Let’s look at some of the pros and cons of hiring in house and using an expert consultancy (because there are all levels!). Both can walk at any moment (at least California is an at-will state).
In-house data scientists:
Pros:

  • You have complete managerial control of your team (hours worked, supervision, etc.)
  • Can be better for long-duration projects in some cases
  • They won’t work on other projects (formally)
  • The IP they contribute belongs to your company

Cons:

  • You have to control (manage) your team – and managing data scientists can be challenging
  • If you want higher capability or skill level you have to train or hire for it
  • Without careful management, there can be a lot of idle/wasted time

Consultants:
Pros:

  • You get specialized talent for as long as you want/need it
  • At the high levels, little to no mentorship/management/supervision is needed. In fact it often flows in the opposite direction
  • The IP contributed belongs to your company
  • You pay for what you actually need (there’s no water-cooler talk)

Cons:

  • Some leaders don’t feel that using consultants contributes to building the company culture and IP
  • Initial costs can seem higher (but with value pricing, that notion goes away)
  • Availability
  • Legal considerations

Something I’m very sensitive to that comes up in both lists of Pros is “IP”. Doesn’t a company retain more IP with in house employees? It really depends, but assuming the contract is worded in such a way that the IP generated from the contract work belongs to the company, there is no down side to using a contractor.

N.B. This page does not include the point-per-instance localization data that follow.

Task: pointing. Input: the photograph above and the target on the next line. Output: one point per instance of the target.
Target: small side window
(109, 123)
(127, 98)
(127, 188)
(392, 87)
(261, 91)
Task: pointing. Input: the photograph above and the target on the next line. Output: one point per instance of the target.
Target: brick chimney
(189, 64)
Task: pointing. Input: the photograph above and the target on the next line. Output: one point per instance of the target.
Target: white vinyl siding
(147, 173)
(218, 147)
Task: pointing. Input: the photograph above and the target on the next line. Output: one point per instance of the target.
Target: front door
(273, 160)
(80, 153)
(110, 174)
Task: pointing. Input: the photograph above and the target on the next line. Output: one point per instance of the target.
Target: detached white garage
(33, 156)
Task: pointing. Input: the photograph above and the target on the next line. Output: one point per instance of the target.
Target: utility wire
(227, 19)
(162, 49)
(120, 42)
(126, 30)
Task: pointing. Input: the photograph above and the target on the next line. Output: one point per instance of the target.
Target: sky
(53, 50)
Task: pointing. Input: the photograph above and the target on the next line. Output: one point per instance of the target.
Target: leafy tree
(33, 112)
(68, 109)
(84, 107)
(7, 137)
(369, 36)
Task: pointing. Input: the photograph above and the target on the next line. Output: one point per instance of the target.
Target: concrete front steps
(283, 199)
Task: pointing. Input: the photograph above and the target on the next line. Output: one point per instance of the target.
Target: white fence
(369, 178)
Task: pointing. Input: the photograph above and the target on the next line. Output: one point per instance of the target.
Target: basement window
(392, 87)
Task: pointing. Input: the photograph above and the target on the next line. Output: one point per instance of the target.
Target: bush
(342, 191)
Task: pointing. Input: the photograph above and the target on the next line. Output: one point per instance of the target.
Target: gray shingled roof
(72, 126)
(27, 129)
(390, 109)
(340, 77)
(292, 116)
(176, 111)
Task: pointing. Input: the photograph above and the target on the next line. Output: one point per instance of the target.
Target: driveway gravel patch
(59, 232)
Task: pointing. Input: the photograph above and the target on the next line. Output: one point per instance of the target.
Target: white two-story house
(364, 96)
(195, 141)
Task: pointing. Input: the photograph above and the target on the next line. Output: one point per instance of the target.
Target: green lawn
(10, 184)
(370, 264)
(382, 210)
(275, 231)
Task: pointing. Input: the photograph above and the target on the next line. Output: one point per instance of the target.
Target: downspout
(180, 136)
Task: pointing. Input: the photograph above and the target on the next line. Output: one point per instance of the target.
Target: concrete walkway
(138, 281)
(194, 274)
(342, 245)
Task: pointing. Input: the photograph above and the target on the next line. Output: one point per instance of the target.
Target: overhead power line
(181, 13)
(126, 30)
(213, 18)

Let’s look at some of the tools we use on a daily basis that will demonstrate how efficient data scientists can be at sharing:

  • Data
  • Results
  • Code
  • Reports

I wrote a bit about this in What Is Your Data Science Team Really Up To? and will add a few things here.

Tools of transparency:Most of the tools we use provide incredible transparency into the process of what we do and our progress in making your products profitable.

  1. Jupyter Notebook – this is a web-based tool for authoring Python (and R, among others) right in a browser window. And the engine can (and I hope does!) live on the client’s infrastructure. In this manner, when we hit “save”, it’s being saved on a remote machine (YOUR machine). In fact the code is never saved to our computers. Ever.
  2. Cloud-based data stores – these are the norm. It should be no surprise that it’s been a long time since we’ve pulled data locally. We just about flat out refuse it. We’d much rather access your data on your infrastructure (that you’re probably renting from Google or Amazon)
  3. GitHub – this is where our code lives. And again, you own it. We “push” it there to keep it safe (and versioned). And why GitHub? Because it plays nicely with Jupyter Notebooks, allowing CEO’s to analysts to see data science work as it gets committed.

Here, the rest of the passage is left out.